A 29-year-old man shown to the clinic complaining of severe headache, auditory hallucinations and dizziness. The patient was a well-educated, wealthy man working with a multi-national company. He had a strong family history of both migraine and epilepsy. He never had any psychiatric disorder; however, he stated to have experienced epileptic attack with loss of consciousness followed by severe headache, nausea and dizziness, at least once a year.
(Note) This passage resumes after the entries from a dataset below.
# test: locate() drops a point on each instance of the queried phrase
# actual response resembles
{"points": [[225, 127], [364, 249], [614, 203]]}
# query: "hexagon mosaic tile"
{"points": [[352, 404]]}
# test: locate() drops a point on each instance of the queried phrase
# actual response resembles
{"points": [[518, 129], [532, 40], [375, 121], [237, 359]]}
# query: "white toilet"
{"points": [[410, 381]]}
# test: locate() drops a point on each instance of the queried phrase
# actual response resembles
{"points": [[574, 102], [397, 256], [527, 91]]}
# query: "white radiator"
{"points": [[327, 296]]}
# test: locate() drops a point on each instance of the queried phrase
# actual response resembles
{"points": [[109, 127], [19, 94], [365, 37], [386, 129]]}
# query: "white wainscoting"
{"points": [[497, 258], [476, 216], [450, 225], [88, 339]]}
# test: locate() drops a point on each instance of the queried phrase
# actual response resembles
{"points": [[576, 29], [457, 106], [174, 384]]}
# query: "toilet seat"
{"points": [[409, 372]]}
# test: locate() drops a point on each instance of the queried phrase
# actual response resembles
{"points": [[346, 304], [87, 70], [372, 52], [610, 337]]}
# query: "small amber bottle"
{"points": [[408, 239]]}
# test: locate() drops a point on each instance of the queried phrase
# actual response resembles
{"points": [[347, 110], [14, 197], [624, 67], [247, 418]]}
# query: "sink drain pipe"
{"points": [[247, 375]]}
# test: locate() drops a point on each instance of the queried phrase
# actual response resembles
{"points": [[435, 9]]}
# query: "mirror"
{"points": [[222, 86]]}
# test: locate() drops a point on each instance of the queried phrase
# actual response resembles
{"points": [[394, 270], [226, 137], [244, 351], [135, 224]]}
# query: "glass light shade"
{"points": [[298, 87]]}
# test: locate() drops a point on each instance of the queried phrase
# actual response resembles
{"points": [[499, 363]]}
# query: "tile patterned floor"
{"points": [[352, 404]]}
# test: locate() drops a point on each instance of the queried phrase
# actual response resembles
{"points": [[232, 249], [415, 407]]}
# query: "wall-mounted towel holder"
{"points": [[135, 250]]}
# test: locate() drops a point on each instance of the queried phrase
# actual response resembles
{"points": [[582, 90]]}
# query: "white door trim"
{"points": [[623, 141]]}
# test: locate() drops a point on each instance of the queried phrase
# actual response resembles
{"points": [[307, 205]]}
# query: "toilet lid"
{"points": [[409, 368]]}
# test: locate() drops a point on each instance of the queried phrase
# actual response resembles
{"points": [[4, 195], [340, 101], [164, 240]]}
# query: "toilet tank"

He also experienced ‘plopping’ sounds followed by voices of different people from his family and friend circle, lasting for few minutes and followed by severe headache and nausea. These attacks were quite frequent (at-least once a week) and headache lasted for more than 1-2 days, per attack. The headache was never accompanied by any type of aura. He was taking anticonvulsant (carbamazepine 600 mg/ daily) since his first grand mal, about nine years ago.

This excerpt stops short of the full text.